Conger disagrees with the argument. He said the pension board has been in a position for many years to force the county to do both: pay down the deficit and pay for retiree health care. But it has chosen not to.

“What the county has done is they have created a deficit in their pension fund by giving away benefits they couldn’t afford. They’re not paying that debt off and so they want the trust-fund assets and any excess they generate to pay off the debt,” Conger said.

Myers said the move would force retirees into a tight spot. Cutting their health care benefits someday would force retirees to choose between paying for housing or paying for medicine, he said.

“I have seen information and reviewed additional modeling that suggests there are alternatives other than the proposed policy,” Myers said.

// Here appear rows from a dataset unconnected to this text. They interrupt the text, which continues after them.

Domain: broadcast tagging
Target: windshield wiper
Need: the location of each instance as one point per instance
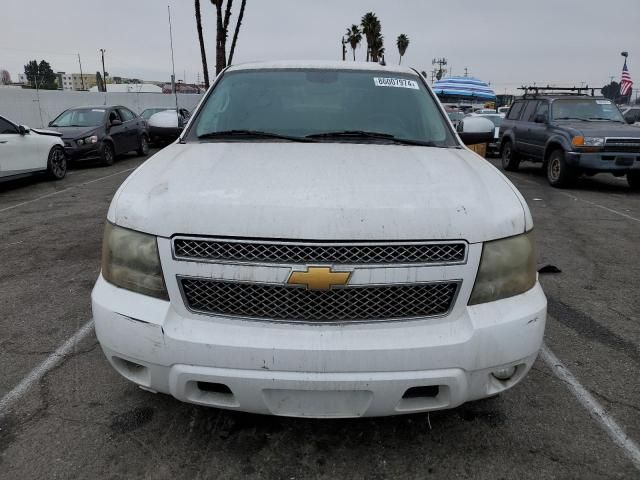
(607, 119)
(374, 135)
(572, 118)
(252, 134)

The county’s pension board has been grappling with the issue for more than a year and has spent several months trying to form a position on the issue.

County supervisors claim it’s a matter of prioritizing funds for basic pensions rather than sending money to pay for benefits that are not guaranteed.

“It has to be looked at as far as the total package of benefits we have. Our highest priorities are the basic retirement benefits. The other benefits are arguably not vested but that does not mean we take a walk on it,” said County Supervisor Greg Cox.